Security Control Assessment at Machine Speed (NIST’s OSCAL)
We’ve all been there, a production deployment delayed, a mad scramble to put together a story, and missing documentation for an auditor. Such issues are made worse by ever increasing regulation and the ubiquity of IT in all aspects of business life.
As the sheer volume of systems and security requirements continues to explode, managing it all can feel overwhelming. One might feel tempted to delay & avoid looking under all the security risk rocks hoping for the best.
As shown by the recent SolarWinds hack, understanding risk within your domain is critical but not sufficient. One must also understand transitive risk, especially in the supply chain. Preferably (and increasingly mandated so) cyber risk is to be continuously collected, quantified, and remediated in one big virtuous continuous compliance cycle.
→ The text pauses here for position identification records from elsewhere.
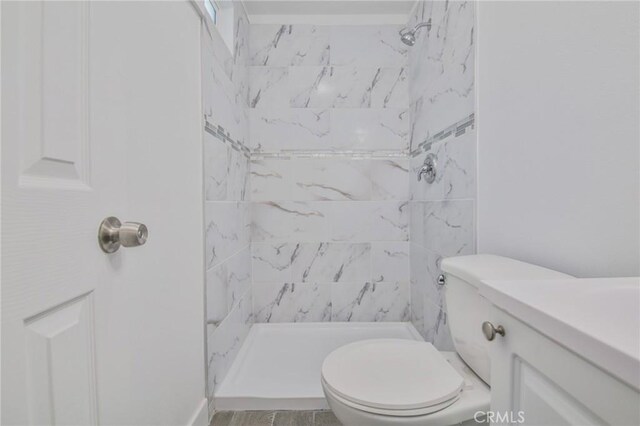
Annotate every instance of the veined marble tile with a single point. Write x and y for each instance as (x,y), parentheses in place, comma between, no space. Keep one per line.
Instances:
(238,181)
(416,218)
(292,302)
(331,179)
(269,87)
(390,179)
(224,342)
(272,261)
(390,221)
(370,301)
(238,276)
(219,94)
(365,221)
(449,227)
(331,262)
(279,221)
(417,294)
(277,129)
(370,129)
(271,179)
(459,169)
(425,269)
(444,68)
(436,325)
(240,76)
(367,45)
(217,285)
(284,45)
(350,221)
(348,87)
(225,230)
(390,261)
(216,168)
(226,283)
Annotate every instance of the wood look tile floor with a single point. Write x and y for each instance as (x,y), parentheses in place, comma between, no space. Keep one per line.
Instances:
(275,418)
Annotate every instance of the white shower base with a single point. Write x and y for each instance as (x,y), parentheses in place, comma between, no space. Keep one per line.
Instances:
(278,366)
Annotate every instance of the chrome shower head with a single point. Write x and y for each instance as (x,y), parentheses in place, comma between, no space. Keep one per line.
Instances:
(408,37)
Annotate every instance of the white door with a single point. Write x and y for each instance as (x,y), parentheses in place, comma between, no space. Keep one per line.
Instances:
(100,117)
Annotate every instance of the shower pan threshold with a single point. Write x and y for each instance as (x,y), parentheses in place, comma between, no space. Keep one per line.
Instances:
(278,366)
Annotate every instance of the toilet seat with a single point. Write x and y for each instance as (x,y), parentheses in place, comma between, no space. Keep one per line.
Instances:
(391,377)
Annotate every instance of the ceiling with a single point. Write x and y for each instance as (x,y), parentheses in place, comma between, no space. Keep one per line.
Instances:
(329,11)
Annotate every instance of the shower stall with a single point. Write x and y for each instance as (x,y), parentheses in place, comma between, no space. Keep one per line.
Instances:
(318,231)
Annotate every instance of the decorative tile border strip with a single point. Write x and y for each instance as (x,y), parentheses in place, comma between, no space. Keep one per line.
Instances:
(225,137)
(457,129)
(454,130)
(292,153)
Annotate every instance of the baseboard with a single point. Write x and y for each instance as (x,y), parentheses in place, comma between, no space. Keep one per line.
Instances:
(201,416)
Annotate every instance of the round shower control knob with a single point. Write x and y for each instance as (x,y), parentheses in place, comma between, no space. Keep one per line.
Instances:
(490,331)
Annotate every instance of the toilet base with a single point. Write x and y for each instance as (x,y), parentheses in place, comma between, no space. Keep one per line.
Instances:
(475,398)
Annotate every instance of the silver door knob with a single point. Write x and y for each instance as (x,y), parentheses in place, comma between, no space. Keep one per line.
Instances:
(428,169)
(490,331)
(113,233)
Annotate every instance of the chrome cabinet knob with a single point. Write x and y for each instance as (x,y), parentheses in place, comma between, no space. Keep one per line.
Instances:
(490,331)
(112,234)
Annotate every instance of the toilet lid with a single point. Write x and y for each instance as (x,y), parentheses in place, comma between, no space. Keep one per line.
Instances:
(392,374)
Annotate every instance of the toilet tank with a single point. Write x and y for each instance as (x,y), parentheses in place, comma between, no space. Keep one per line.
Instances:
(467,310)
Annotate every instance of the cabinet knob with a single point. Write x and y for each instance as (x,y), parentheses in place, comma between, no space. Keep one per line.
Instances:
(490,331)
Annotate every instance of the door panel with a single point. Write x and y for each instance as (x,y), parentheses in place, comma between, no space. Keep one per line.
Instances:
(49,216)
(101,117)
(53,90)
(61,365)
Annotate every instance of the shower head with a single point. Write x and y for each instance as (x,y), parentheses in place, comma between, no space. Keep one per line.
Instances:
(408,37)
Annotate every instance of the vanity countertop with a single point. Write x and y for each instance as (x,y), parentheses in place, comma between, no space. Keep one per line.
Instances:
(597,318)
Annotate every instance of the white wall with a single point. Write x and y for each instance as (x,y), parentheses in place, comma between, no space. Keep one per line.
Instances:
(559,135)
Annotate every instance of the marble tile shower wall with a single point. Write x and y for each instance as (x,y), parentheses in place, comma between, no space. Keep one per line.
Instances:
(329,129)
(442,214)
(226,184)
To help facilitate this continuous compliance NIST has introduced the Open Security Controls Assessment Language (OSCAL). The purpose is to provide a machine-readable representation of control catalogs, baselines, system security plans, assessment plans, and results.
Standardization around this OSCAL model will enable risk management at machine speeds, and vastly reduce the time and resource requirements to accomplish ATO or Compliance certification processes. This comprehensive OSCAL model addresses the following Control assessment challenges:
- Control Information Lacks Standardization
- Assessing Control Implementations Across Multiple Components
- Supporting Multiple Regulatory Frameworks Simultaneously
- Documentation Reviews and Control Assessments are Largely Manual Processes
Ultimately, OSCAL can be a powerful tool to enable fast and continuous compliance.